The seeding routine

A few warm nights and a little rain coaxed up green shoots all around. Many of you are delighting in snowdrops and crocuses. The daffodils across the road were slender, yellow slippers yesterday, and today we’ll reach the low 70s.

The ground is humming with new starts. Meanwhile, in our house, thousands of tiny lives are taking root, preparing to journey skyward. While Mother Nature is engrossed in her subterranean work, Jason has also gone underground, seeding in the basement.

While an early-to-bed schedule helps me accomplish farm work and other projects in the wee hours of the day, Jason is a night owl. With a full-time, off-farm job, he spends evenings in the gardens, and then seeds and cares for plants late into the night.

For the past few weeks, we’ve hosted a relative recuperating from a health emergency, so our room is temporarily in the basement. Curled under the covers, I listen to the comforting sound of Jason shuffling across the tile in his slippers, and smell the heavy “rainy day” scent of the potting soil that he keeps in a big bin.

For about an hour each night, Jason plants between 1,000 to 1,200 seeds. In the past, he used six-cell packs, but these were a complete pain. They’re flimsy, and need to be filled with soil one six-pack at a time. They’re also annoying to store, and never fit quite the same way twice in a seed tray. He’s converted to Bootstrap Farmer brand trays. They’re more expensive, but they’re one, solid sheet of plastic. He fills them quickly with soil from the bin. This switch to Bootstrap Farmer trays made a big difference in the ease of the task.

We purchase potting soil, but then Jason makes his own “soil-less” mix, which he sprinkles over the seeds for a light blanket. For this, he uses peat moss, perlite (volcanic glass), and vermiculite (minerals). After filling about six trays, he stacks them and presses down, making 1,200 “dibbles,” or indentations for the seeds. During this nightly practice, he drinks from a mug that’s flavored and further insulated by the residue of thousands of cups of past tea. He also listens to podcasts (currently, Binge Mode’s examination of Star Wars).

These are the trays Jason uses now. He purchases them from Bootstrap Farmer.

These are the trays Jason uses now. He purchases them from Bootstrap Farmer.

Jason fills the trays with potting soil, and then tops them with a dusting of homemade ‘soil-less’ mix.
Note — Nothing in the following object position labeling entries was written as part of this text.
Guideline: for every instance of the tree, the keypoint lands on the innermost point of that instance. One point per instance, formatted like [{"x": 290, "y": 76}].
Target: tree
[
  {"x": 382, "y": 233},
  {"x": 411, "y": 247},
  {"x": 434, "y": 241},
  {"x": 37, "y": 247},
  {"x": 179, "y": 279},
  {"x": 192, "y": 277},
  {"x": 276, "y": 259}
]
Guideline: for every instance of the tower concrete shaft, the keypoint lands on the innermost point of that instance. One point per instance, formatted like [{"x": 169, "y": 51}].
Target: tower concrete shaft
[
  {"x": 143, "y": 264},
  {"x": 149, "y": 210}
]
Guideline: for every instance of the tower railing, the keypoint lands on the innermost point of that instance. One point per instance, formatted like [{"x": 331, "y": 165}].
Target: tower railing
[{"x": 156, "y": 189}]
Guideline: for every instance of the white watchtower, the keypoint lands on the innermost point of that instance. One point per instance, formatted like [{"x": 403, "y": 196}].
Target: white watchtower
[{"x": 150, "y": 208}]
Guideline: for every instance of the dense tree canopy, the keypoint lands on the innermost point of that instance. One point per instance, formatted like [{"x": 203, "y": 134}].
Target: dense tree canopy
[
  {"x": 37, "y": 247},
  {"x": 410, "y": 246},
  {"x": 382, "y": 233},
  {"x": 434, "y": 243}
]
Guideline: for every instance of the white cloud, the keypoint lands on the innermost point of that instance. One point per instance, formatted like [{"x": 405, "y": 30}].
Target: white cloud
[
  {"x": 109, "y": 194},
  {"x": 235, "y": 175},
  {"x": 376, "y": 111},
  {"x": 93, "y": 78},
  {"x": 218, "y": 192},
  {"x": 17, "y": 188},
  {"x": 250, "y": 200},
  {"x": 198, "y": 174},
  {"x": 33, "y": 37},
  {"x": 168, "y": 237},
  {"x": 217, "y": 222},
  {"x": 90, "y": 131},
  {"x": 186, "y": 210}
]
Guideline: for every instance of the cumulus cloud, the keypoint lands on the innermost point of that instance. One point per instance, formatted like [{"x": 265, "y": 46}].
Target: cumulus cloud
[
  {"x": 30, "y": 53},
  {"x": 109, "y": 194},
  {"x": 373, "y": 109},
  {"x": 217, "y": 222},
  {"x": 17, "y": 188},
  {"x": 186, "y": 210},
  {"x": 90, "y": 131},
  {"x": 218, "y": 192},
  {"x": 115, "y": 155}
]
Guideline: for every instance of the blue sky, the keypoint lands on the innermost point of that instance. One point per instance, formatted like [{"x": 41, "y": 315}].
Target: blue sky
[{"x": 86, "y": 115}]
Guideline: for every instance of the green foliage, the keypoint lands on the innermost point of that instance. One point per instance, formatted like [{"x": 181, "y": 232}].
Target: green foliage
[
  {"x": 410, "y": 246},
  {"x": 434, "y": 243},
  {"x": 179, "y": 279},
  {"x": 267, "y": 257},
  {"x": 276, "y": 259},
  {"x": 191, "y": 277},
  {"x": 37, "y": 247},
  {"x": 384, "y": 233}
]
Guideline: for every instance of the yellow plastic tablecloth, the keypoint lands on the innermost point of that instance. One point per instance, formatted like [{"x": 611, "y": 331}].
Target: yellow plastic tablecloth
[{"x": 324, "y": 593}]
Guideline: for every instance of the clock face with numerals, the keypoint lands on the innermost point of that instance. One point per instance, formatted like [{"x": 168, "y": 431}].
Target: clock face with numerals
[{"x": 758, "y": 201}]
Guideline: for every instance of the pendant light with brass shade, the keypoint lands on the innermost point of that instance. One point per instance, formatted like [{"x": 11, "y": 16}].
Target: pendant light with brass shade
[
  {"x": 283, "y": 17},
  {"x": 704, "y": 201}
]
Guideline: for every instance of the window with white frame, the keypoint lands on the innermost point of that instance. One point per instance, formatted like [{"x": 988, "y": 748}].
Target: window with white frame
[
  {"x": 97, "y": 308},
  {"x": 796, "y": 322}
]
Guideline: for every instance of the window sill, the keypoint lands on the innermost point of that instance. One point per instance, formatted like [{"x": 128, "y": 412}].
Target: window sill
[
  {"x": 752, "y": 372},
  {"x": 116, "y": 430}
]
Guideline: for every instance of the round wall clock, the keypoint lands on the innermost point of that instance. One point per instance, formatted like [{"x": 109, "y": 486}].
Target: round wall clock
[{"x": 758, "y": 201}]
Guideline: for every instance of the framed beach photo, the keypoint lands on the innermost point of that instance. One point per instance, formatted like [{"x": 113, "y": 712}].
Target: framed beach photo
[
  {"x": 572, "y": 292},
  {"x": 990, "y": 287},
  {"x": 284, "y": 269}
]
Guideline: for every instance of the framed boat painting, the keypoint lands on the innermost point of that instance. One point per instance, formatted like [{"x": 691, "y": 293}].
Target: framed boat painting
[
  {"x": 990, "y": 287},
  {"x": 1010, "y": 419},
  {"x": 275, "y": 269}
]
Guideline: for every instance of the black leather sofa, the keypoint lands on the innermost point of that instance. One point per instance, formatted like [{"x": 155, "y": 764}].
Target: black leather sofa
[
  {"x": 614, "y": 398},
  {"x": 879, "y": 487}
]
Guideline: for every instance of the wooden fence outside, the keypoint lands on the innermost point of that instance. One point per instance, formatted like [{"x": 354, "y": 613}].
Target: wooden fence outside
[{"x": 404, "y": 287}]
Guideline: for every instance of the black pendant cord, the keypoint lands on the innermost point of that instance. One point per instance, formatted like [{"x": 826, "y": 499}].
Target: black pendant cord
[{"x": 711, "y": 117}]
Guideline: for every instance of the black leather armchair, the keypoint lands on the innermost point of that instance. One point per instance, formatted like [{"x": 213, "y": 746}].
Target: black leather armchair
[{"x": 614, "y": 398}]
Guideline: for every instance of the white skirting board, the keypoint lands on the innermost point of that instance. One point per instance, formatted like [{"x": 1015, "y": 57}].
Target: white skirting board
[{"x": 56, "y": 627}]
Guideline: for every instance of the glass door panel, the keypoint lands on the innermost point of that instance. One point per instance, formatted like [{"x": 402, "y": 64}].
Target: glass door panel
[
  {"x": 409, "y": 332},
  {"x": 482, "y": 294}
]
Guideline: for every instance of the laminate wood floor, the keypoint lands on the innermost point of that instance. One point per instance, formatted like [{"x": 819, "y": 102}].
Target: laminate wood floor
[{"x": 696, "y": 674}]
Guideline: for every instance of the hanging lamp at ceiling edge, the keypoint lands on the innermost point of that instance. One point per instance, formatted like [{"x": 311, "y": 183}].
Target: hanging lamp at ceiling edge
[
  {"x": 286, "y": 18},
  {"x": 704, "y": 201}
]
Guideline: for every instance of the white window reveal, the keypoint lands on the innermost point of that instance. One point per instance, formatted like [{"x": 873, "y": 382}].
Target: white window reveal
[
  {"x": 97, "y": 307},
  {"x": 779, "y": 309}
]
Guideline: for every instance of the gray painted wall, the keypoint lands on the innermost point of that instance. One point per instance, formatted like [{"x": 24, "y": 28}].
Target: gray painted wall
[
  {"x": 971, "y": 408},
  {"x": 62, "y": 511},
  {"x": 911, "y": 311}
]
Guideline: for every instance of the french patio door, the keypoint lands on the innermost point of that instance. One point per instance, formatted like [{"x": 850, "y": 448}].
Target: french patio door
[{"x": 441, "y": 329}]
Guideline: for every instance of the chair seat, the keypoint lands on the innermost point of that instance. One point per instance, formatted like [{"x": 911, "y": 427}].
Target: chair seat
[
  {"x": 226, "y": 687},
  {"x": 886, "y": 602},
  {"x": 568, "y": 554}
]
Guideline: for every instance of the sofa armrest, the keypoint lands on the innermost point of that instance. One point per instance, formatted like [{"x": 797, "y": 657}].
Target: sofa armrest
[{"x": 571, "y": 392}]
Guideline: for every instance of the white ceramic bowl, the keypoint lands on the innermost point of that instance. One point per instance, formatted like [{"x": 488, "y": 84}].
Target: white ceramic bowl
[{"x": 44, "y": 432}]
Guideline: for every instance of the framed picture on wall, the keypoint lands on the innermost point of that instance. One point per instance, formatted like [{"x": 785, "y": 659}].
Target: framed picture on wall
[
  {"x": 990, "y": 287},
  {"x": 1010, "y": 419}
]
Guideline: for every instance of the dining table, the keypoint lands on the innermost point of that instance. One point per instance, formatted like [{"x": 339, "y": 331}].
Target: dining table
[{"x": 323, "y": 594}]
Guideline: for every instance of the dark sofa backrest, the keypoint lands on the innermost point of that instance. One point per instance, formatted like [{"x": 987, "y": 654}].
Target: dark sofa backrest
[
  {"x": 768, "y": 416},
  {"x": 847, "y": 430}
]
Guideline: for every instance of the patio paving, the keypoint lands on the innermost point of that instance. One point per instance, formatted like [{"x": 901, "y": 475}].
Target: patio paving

Jason fills the trays with potting soil, and then tops them with a dusting of homemade ‘soil-less’ mix.

When the trays are seeded, he slides them into one of three homemade seed chambers in the basement. Each chamber is outfitted with six ordinary shop lights. Twelve trays fit under the lights in each chamber. When you rotate trays under the light, you can actually tuck 72 flats in each frame. As you can imagine, a heated propagation greenhouse is a future goal.

With the trays cozy under the lights, Jason gives the plants a drink with a watering can. (Another reason a propagation greenhouse will be helpful.) Then, he tends to his pea shoots and microgreens.

This work probably isn’t what most people think of when it comes to vegetable farming, but, as with most businesses, it’s the behind-the-scenes (or basement) work that’s needed to produce the results everyone sees.

~ Stella

Here’s one of three seed chambers in our basement.

Here’s one of three seed chambers in our basement.

The seed chambers use regular shop lights.

The seed chambers use regular shop lights.